Palestinians expressed hope that the event would turn the world’s attention to Palestine and the region, of which Pope Francis has been mindful. Last April, during Easter celebrations, the pontiff spoke of the conflict. “We pray for peace for all the peoples of the Holy Land,” he said. “May the culture of encounter grow between Israelis and Palestinians and the peace process be resumed, in order to end years of suffering and division.”
In the lead-up to the canonisation, the Vatican also said it was preparing to sign its first accord with Palestine, two years after officially recognising it as a state. The new agreement outlines the relationship of the Catholic Church with the Palestinian Territories, with respect to issues surrounding property, schools, and tax breaks, among others.
Four different Latin patriarchate committees are preparing for the attendance of more than 1,500 people from Palestine, Jordan, and Lebanon at the ceremony, which will take place at Vatican City’s St Peter’s Square, according to the Latin patriarch of Jerusalem, Fouad Twal.
Born in Ibillin, a Galilee village near Nazareth, Bawardi was baptised into the Melkite Greek Catholic Church. She travelled to France, where she joined the Carmel of Pau convent, and to India, where she established several convents. Bawardi finally moved to Bethlehem, where she founded the first Carmelite order in Palestine before she died in 1878. In 1983, she was beatified – the step taken before canonisation – by the late Pope John Paul II.
Ghattas, meanwhile, was born Soultana Maria in Jerusalem in 1843, and was only a teenager when she entered the Congregation of the Sisters of St Joseph of the Apparition. She later founded the Dominican Sisters of the Holy Rosary of Jerusalem, the first Palestinian women’s congregation. The congregation set up the Rosary Sisters schools, highly prestigious Catholic educational institutions in Jerusalem, Jordan and elsewhere in the Middle East. Ghattas, who died in 1927, was beatified by Pope Benedict XVI in 2009.
The nuns’ selfless work both inside and outside the church made them especially exemplary, Twal told Al Jazeera. While Bawardi took a more mystical, contemplative route throughout her life, Ghattas was known for her push to educate girls.
“The Rosary Sisters have schools everywhere, especially in the Arab world, with two to three thousand girls,” Twal said “You can imagine the impact that a good education has on our young people.”
Palestinians say the canonisations come as a glimmer of hope at a time of great despair. The political scene is dire: Talks with Israel are at a standstill, feuding parties Hamas and Fatah are nowhere near reconciling, and Gaza remains besieged and in tatters, with very little of its damaged infrastructure rebuilt after last summer’s war.
“The Palestinian people are frustrated on all fronts – socially, economically, intellectually, religiously, nationalistically,” Sister Nakhleh told Al Jazeera. “Hopefully this can be a revival period for everyone.”

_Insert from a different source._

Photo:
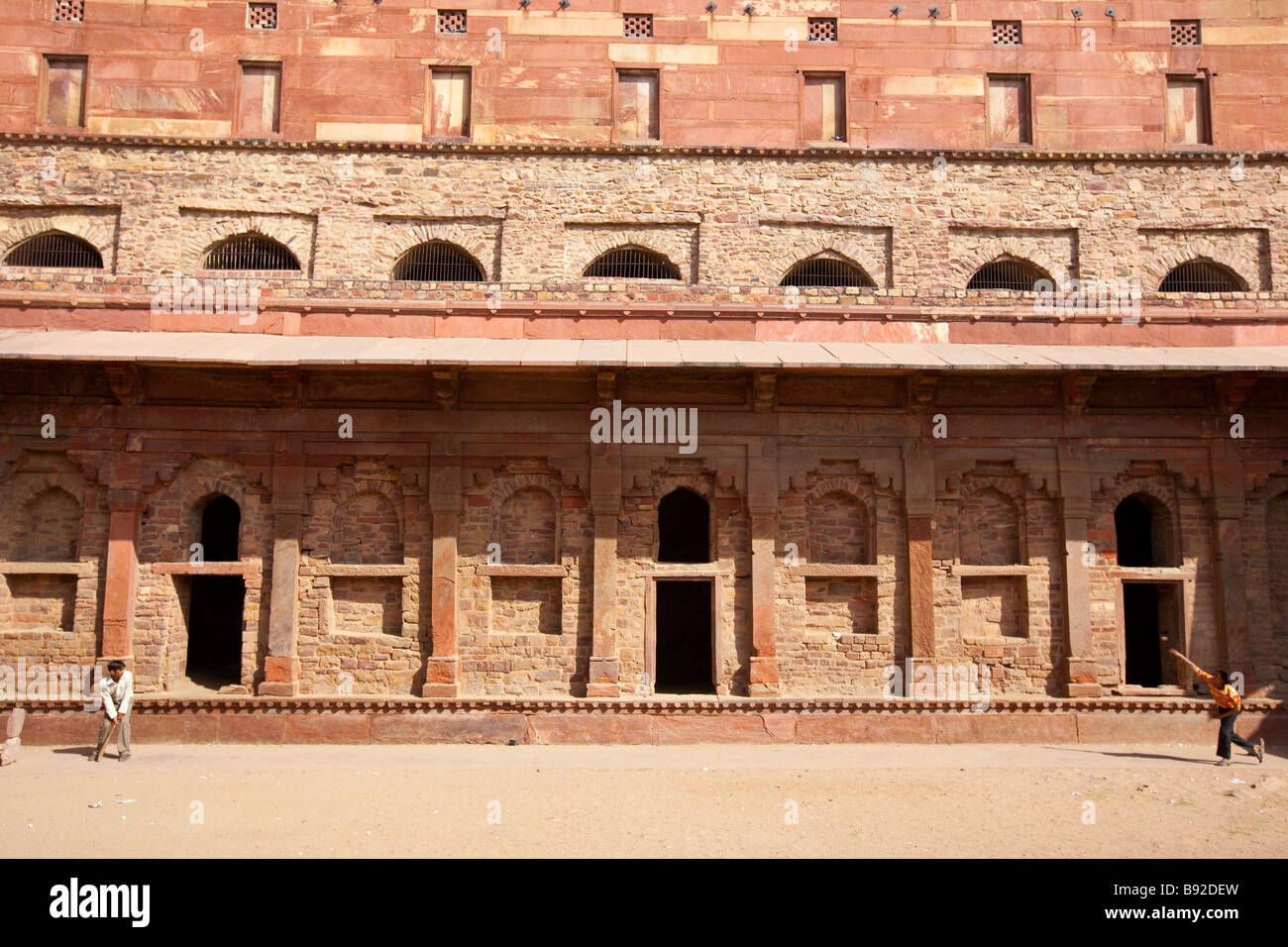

The canonisations have also boosted the morale of the Christian community, whose numbers have dwindled since Palestinians were displaced en masse from historical Palestine and Israel was declared a state. In 1948, Christians constituted 18 percent of the population, a figure that fell to around two percent in 2014. In Jerusalem’s Old City, there were an estimated 30,000 Christians in 1944; today, the number does not exceed 11,000, according to official figures.
“[The canonisation proves] that Palestinian Christians – as in the past, as today, as in the future – are active in society and are part and parcel of the Palestinian fabric,” Kassissieh told Al Jazeera. “We have to [be] steadfast through difficult times and we shouldn’t [succumb] to immigration. After all, we are here as guardians of the holy shrines.”